The government’s new permitted development rights (PDR) have opened up a swathe of potential opportunities for developers to repurpose significant amounts of our failing high streets.
However, there are many rules for property professionals to fathom and new limitations may affect the scope for change of use. For example, buildings must be under 1,500 sq m (16,145 sq ft), meaning that larger office and retail spaces will still be subject to the usual planning process, including Section 106 requirements.
In addition, buildings must have been vacant for three months prior to application, which not only creates income and empty rates tax considerations, but makes it increasingly difficult to plan ahead, and some London boroughs have tried to wrestle back local planning control by issuing Article 4 directions.

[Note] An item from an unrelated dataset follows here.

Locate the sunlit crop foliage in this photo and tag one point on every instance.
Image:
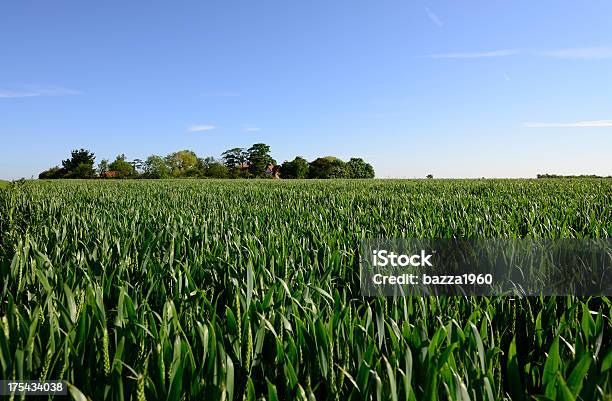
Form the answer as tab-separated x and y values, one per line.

The approval process, whether planning permission is required or not, is highly unpredictable, making funding a project even more challenging.

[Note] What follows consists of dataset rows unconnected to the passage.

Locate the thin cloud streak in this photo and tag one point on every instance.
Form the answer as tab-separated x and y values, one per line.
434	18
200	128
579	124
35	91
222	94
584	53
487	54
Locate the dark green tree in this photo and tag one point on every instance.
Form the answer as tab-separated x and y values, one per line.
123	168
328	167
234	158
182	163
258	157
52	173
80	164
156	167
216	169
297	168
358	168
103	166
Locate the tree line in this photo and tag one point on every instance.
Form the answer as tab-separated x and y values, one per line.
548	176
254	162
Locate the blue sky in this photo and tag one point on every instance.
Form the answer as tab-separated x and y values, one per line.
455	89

Since the new rules came in, many of our clients are in situations where they no longer have the right to permitted development and therefore need funding over a longer-term and for an unconsented site.
Given the natural diversity of property loans and risk factors such as uncertain exit dates and values, traditional lenders do not lend against sites without planning permission, making this very much the domain of a specialist lender able to evaluate key factors to underpin the loan, such as the site location, likelihood of consent, any potential build or conversion difficulties and making sure there’s a solid exit strategy with fall-back scenarios.
We have lent £65m since our inception last spring and the majority of these loans have been transactions for schemes without planning consent.
The new rules offer significant scope for creativity, breathing new life into high streets and meeting housing needs. Flexible and specialist financiers are another crucial part of the process.